ORIGINAL STONEY POINT CHURCH WAS LOG STRUCTURE

(03/15/2024)
The Stoney Point church, located five miles north of Arnoldsburg on Altizer Road was built some time after the Civil War, a primitive log structure.

The ground for the church site was given by George Gibson, a Confederate veteran of the Civil War, and his wife Elizabeth Starcher, sometime after their marriage in 1865.

An early account says:

Silas Downs used his team to haul the logs from all about the community. Peter Booher was another who helped with the hauling. Renzin Smith also helped with the work, and men of the community worked together to erect the log structure.

Other men of the area who worked included George Lynch, Sr., Peter Mace, Sam Husk, James Price, Thomas Craddock, Adam Starcher, Henry Starcher, George Gibson, Sr., and Sam Gunn. Men also came from as far as Ripley, Jackson County, and Burning Springs, Wirt County, to help lay up the logs.

The log building was pulled down in 1922 and the present new church was erected and dedicated in 1923.

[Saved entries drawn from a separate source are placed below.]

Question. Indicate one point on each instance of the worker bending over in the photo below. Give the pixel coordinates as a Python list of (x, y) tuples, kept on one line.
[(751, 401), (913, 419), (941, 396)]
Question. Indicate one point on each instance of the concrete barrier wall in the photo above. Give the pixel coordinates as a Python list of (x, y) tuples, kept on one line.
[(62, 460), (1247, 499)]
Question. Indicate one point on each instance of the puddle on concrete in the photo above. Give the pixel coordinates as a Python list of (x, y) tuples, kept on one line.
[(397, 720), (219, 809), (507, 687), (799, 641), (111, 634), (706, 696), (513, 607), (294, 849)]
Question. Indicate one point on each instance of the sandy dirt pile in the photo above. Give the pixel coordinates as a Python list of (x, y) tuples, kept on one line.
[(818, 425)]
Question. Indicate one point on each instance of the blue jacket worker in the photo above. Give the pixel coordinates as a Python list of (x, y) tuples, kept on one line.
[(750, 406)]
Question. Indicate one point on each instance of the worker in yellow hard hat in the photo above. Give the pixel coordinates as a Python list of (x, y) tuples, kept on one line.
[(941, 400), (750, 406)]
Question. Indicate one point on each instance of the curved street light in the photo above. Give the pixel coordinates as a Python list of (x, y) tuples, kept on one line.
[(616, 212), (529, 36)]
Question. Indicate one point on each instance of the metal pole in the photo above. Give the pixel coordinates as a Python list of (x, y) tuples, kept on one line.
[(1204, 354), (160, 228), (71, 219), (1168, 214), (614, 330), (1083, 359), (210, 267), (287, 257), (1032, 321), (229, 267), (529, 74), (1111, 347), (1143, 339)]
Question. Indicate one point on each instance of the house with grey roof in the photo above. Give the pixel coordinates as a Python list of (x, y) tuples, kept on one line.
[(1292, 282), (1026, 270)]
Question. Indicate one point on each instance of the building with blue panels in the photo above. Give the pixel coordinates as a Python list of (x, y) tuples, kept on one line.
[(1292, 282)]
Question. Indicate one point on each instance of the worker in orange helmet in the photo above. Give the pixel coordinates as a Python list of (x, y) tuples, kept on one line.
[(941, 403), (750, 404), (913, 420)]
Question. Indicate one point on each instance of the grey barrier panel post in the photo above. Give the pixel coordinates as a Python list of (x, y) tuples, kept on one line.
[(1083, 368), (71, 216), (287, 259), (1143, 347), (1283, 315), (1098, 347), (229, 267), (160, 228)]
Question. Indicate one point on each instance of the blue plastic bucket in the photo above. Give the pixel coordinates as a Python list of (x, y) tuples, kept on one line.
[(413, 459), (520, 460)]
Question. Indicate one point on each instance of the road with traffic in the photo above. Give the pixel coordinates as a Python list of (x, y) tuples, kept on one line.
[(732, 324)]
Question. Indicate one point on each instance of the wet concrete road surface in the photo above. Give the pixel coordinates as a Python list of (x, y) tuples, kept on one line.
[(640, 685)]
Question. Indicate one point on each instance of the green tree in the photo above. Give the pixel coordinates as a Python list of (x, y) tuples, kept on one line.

This second church was built by the people of the community, including C. C. Starcher, John and D. E. Whytsell, Will Starcher, Jack Kingsbury, George McCoy, George Lynch Jr., John Morgan, David Craddock, George Craddock, and Lovell Allen. Clarence Starcher and Arthur Morgan did the hauling of materials.

Mrs. Esther Gibson, second wife of George Gibson, Sr., said that her husband was sick and unable to help much with the work on the second church, but he did "strike the first lick toward building the new church."

Gibson died before the new church was completed, but his funeral was the first to be held in the incompleted church. She wrote this brief history of the two building several years ago. The church is on a point overlooking the West Fork of the Little Kanawha, and has been closed for several years.